In general, I think you are expecting a bit much. He's in a new environment, new smells, sights, sounds, people. PLUS, he's still a baby! Puppies generally don't gain full physical control of their bladders and bowels until about 6 months of age, give or take. SO, you can expect potty training to be a process that can last awhile! 
Some people have early success and think potty training is over! But, keep being vigilant, no matter how well your boy does, because, as they change and develop they can have set backs.

Your job is to be so vigilant in taking your puppy out, that you don't even give him the CHANCE to have an accident (unless you're at work, in which case, it can't be helped!)

Good luck and enjoy your puppy!!!!!


----------



## slacking (Jan 5, 2011)

Thanks for the replies. I have all weekend alone with him and I will be with him close for the whole time. I will try the 30 minute thing see how it goes. I think it has a lot to do with weather as its below 0 Celcius daily with snow. I got him a sweater that is helping but he still doesn't like to be outside and starts to shiver. 

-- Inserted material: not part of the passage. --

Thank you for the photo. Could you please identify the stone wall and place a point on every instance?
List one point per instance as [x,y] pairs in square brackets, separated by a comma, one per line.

Thanks for the input on the timing. I know he is still a puppy I just wasn't sure what to expect. I take him out hourly (when not at work) and he has gone once or twice and I gave him a treat and acted all happy.

One question about the x-pen .. you said you had the crate in the pen .. did you leave the puppy in the crate and closed? or were they still able to go out in the pen? 

Thanks again for the help!


----------



## PiperPuppy (Nov 28, 2010)

> Tether him to you so he cannot get out of sight.


This was the best piece of advise I received. It was a pain in the butt to have my puppy tethered to me, but it worked!! 

Good luck. I am glad you have all weekend with the pup!


----------



## doxiemommy (Dec 18, 2009)

Yes, it's great to have the weekend to bond! And, to start the training process! 

We had the crate, open and available to the puppy, inside the pen. That way, they could crawl inside for a nap or just to be comfy. But, they had toys and water available in the pen, so they could drink and play, and if they couldn't hold it and needed to potty, they did it in the pen, not the crate.

It would be preferable for them to potty in the pen as opposed to the crate, if they couldn't hold it, because you really don't want them in the habit of pottying in the crate. Just make sure that you put the pen/crate set up in an area that will have relatively easy clean up. We used a corner of the kitchen, which had laminate flooring, so it they couldn't hold it, and I was gone, it was easy to clean up!


----------



## Kazmir (Jan 21, 2011)

We use an Ex-Pen during the day for our puppy and i just put down a blanket but he doesnt soil it. To hold it in place you could use coffee cans full of sand or rocks on the corners to block it. put it against a wall to provide a good base.

That is a hard one, but keep on the housetraining and it will all work out. Puppies seem to want to please!


----------